Brandschutzschalter Spezial

Brandschutzschalter AFDD, Blitze zwischen Händen eines Mannes

Ein Service für die Mitgliedsbetriebe des Landesinnungsverbandes für das Bayerische Elektrohandwerk

Um welche Norm geht es?

Die aktuelle DIN VDE 0100-420 wurde im Oktober 2019 veröffentlicht. Wichtig für das Elektrohandwerk ist der Abschnitt 421.7, der wesentlich überarbeitet wurde und den Schutz vor Auswirkungen von Fehlerlichtbögen, also AFDDs beinhaltet.

 

Was sagt die Norm in der derzeit gültigen Fassung aus?

Die derzeitige VDE-Bestimmung empfiehlt, besondere Maßnahmen zum Schutz gegen die Auswirkung von Fehlerlichtbögen in folgenden Endstromkreisen vorzusehen: 

  • Räumlichkeiten mit Schlafgelegenheiten;
  • Räume oder Orte mit besonderem Brandrisiko – Feuergefährdete Betriebsstätten (nach Musterbauordnung (MBO): Bauliche Anlagen, deren Nutzung durch Umgang mit oder Lagerung von Stoffen mit Explosions- oder erhöhter Brandgefahr verbunden ist); 
  • Räume oder Orte aus Bauteilen mit brennbaren Baustoffen, wenn diese einen geringeren Feuerwiderstand als feuerhemmend aufweisen;
  • Räume oder Orte mit Gefährdungen für unersetzbare Güter.

Die bisherige Einschränkung auf Wechselstromkreise bis max. 16 A ist, wie in der vorgehenden Bestimmung aus 2016 noch aufgeführt, entfallen.

Was bewirkt ein Brandschutzschalter/AFDD?

Eine Fehlerlichtbogen-Schutzeinrichtung, ugs. auch Brandschutzschalter oder abgekürzt AFDD schützt dank digitaler Signalverarbeitung die jeweiligen Stromkreise vor seriellen oder parallelen Fehlerlichtbögen. Diese können bereits bei einem geknickten Verlängerungskabel entstehen und zum Beispiel Überhitzungen an schlechten Kontaktstellen verursachen. Ein AFDD schützt nicht nur die elektrotechnische Anlage, sondern auch das angeschlossene Gerät und letztlich das betroffene Gebäude.
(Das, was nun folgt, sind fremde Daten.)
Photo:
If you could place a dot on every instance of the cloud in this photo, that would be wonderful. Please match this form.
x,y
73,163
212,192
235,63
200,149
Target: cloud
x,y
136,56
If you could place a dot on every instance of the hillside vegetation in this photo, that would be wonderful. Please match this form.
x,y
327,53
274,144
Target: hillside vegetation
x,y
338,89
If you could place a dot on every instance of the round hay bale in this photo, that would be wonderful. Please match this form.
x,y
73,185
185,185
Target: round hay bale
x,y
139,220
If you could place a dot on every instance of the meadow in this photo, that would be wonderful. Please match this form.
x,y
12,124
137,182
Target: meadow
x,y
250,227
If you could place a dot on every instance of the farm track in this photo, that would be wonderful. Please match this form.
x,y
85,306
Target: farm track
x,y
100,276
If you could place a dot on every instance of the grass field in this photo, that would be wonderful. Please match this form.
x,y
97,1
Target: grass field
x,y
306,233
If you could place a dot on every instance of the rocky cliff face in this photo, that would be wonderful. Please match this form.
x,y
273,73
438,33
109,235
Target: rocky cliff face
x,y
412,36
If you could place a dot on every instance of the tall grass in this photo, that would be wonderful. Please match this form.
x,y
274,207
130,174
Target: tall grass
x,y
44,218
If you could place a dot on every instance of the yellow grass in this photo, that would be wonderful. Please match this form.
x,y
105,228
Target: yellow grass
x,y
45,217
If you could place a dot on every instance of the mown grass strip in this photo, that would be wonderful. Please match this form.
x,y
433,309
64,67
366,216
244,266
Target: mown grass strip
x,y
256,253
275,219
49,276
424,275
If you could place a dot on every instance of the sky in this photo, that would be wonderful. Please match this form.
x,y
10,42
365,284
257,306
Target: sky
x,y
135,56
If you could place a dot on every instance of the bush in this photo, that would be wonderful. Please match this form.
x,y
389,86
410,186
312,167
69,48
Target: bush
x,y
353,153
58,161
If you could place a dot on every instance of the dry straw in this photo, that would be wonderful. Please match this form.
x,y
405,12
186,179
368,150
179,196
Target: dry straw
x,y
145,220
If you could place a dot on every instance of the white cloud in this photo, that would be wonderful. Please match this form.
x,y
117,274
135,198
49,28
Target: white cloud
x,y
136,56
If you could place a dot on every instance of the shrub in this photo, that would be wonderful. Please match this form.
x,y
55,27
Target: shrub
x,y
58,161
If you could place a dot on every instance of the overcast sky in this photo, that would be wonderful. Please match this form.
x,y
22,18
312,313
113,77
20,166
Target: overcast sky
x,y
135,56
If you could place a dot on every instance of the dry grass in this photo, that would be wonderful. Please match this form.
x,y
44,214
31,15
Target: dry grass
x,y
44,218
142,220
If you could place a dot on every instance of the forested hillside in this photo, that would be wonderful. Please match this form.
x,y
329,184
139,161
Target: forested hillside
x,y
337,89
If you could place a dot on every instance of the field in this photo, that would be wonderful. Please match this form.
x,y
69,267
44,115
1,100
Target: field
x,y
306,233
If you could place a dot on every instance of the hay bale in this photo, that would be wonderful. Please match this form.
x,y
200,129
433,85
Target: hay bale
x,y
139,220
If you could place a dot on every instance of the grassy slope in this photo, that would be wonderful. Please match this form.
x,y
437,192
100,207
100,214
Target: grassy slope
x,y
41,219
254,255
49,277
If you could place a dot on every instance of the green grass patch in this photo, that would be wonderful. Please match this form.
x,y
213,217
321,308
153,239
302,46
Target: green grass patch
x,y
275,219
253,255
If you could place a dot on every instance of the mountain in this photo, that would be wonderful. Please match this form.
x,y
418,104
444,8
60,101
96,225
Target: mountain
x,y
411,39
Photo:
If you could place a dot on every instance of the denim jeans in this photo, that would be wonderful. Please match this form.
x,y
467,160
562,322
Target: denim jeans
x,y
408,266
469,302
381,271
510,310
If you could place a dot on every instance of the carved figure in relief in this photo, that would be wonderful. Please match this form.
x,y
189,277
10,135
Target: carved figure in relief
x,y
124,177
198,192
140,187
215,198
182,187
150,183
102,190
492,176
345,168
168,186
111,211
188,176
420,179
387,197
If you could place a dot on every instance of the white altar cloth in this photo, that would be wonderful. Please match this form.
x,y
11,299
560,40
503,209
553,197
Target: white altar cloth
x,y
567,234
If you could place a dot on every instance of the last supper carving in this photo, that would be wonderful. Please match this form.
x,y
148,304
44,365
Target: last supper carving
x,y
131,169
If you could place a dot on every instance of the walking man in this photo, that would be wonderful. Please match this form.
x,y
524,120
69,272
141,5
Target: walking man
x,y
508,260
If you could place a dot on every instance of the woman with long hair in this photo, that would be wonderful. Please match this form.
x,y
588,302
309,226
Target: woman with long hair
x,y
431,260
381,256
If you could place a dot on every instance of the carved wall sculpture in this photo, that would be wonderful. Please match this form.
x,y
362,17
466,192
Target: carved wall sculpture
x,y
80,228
Ein AFDD bietet damit in dem geschützten Endstromkreis einen Mehrfachschutz, wie er in herkömmlicher, analoger Technik bisher nicht möglich war.

Wo liegt die Schwierigkeit?

Gemäß DIN VDE 0100-420 (VDE 0100-420):2019-10; 421.7 ist bereits in der Planungsphase zur Erkennung von besonderen [deutlich vom Normalen abweichende] Risiken durch die Auswirkung von Fehlerlichtbögen ein Risiko- und Sicherheitsbeurteilung durchzuführen. Ergibt die Risiko- und Sicherheitsbeurteilung, dass besondere Risiken durch Fehlerlichtbögen vorliegen, sollen anlagentechnische, bauliche oder organisatorische Maßnahmen ergriffen werden. Ein großer Diskussionspunkt ist, ob Elektrofachbetriebe überhaupt eine Sicherheits- und Risikobewertung durchführen sollen. Viele Marktteilnehmer haben dies befürwortet, der Landesinnungsverband für das Bayerische Elektrohandwerk sieht diese Überlegung als nicht praxisgerecht an.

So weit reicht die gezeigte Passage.